Thank heavens for the multi-quote buttons.


----------



## Anonynony (Jun 24, 2012)

enmity said:


> Well if the title is not a question and more of a word, you can't really answer the title without at least reading the first post.


You can always find a way to comment on the title. Your statement wasn't a question, but I still "answered" it(if you consider a reply an answer that is).


----------



## enmity (Jul 14, 2012)

FigureSkater said:


> You can always find a way to comment on the title. Your statement wasn't a question, but I still "answered" it(if you consider a reply an answer that is).


What about hypothetical threads with titles like:
Food ; Death ; TV (3 separate threads)
The first thread could be about how food will kill you and no one should ever eat it (lol) but people might answer by saying my favorite food is blah... etc

Without context it sounds like you are spewing out complete randomness.

Unless if ... that was what you were trying to do!


----------



## Anonynony (Jun 24, 2012)

enmity said:


> What about hypothetical threads with titles like:
> Food ; Death ; TV (3 separate threads)
> The first thread could be about how food will kill you and no one should ever eat it (lol) but people might answer by saying my favorite food is blah... etc
> 
> ...


Well it is fun to do :happy:


----------



## FacePalm (Jun 27, 2012)

I am an ISTP and I do the complete opposite as you.  I know, who would have thought?


----------



## Konigsberg (May 10, 2012)

No. To further state my statement, I did not read any post on this thread before replying. I tend to focus solely on the title and main question for my answer. If however I'm insecure about it, or need more information to develop a good answer, I might read the first 3 pages and the last one. Can't handle more than that, though.


----------



## SophiaScorpia (Apr 15, 2012)

No, I don't. I just need to get the gist or essence of what the OP is all about, the sides taken by the posters, and make my move on posting or not.


----------



## BeBe (Mar 5, 2012)

Nope. The most # of pages I've read is 19 and that was some thread in the INTP forum about how logic is an illusion.
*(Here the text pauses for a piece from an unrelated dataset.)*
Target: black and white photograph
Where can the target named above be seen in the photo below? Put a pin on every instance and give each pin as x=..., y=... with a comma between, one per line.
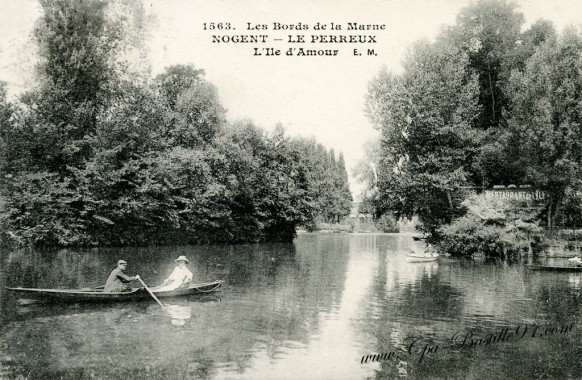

The only reason was to see exactly where it was going rather than in an attempt to reply. It's a waste of time IMO to read anything longer than 10 pages, so I usually read the first and last 2 for anything longer. And if I'm freaking out about posting what's already there, I'll search with the tool. I find this thread amusing because I remember posts in the 'You Know....INTP if' thread about searching to make sure you don't end up repeating what's been said. Of course if it's 200+ pages, repeats are guaranteed. Plus if you regularly keep up with the thread, you'll read ~3 pages a day.


----------



## Master Mind (Aug 15, 2011)

If the subject is interesting, then I will. I'm a speed reader who reads actual books, so mere internet forum posts are hardly too long for me. If, however, the subject is _un_interesting, then a single post is too long.


----------



## DeductiveReasoner (Feb 25, 2011)

I almost never read every post in a thread. I didn't think anybody else did, either.

I will, however, occasionally start reading from the back page, and work my way to the first page. Anyone else do this?


----------



## liza_200 (Nov 13, 2010)

DeductiveReasoner said:


> I will, however, occasionally start reading from the back page, and work my way to the first page. Anyone else do this?
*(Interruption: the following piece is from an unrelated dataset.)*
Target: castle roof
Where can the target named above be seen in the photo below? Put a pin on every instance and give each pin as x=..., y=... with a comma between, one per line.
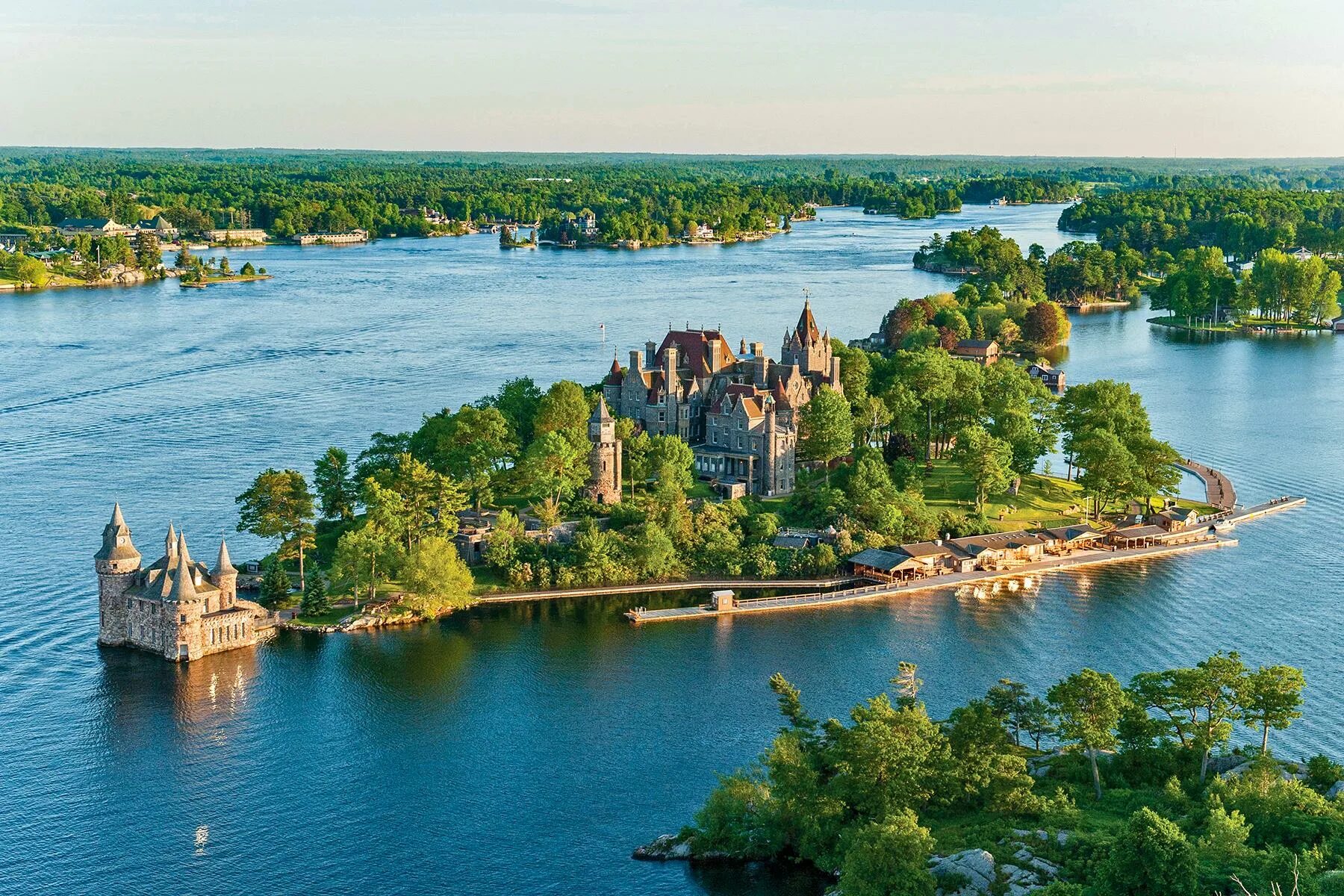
x=694, y=348
x=223, y=566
Yep. Count me in, but only when stuffs are too interesting. If it's too long, I loose track in the middle itself.  Also, I only read the first page if the thread crosses more than 5 pages, and the last page.


----------



## castigat (Aug 26, 2012)

enmity said:


> I do that with short threads. If it's a hella long 50+ page one, my mind immediately goes "Fuck that!" and I only read the first post and then post my thoughts.


In situations of long threads, I generally read the first page and the last page, then post. _Then, _if the thread topic is interesting enough, I'll read through the pages until I lose patience.


----------



## The Scorched Earth (May 17, 2010)

Poetic_Anarchy said:


> I almost always won't post unless I've read every previous post. In order. Is this an NT thing, or am I just insane?


 It may be just you. I don't do this unless it's one page. I have neither the time or interest to read every single person's post.


----------



## The Scorched Earth (May 17, 2010)

No, because I have a life. If it's mildly interesting, I'll read the first and last page.


----------



## Derange At 170 (Nov 26, 2013)

No, though I don't have a life. Just a terrible attention span


----------



## Scelerat (Oct 21, 2012)

No. I tend to skip to the last page to make sure someone didn't just necro a thread that's over a year old.


----------



## Avidya (Oct 12, 2013)

Depends on what the thread is about and if it really interests me, usually, it doesn't.


----------



## -Alpha- (Dec 30, 2013)

Naw, I'm good.


----------



## braided pain (Jul 6, 2012)

The Scorched Earth said:


> No, because I have a life. If it's mildly interesting, I'll read the first and last page.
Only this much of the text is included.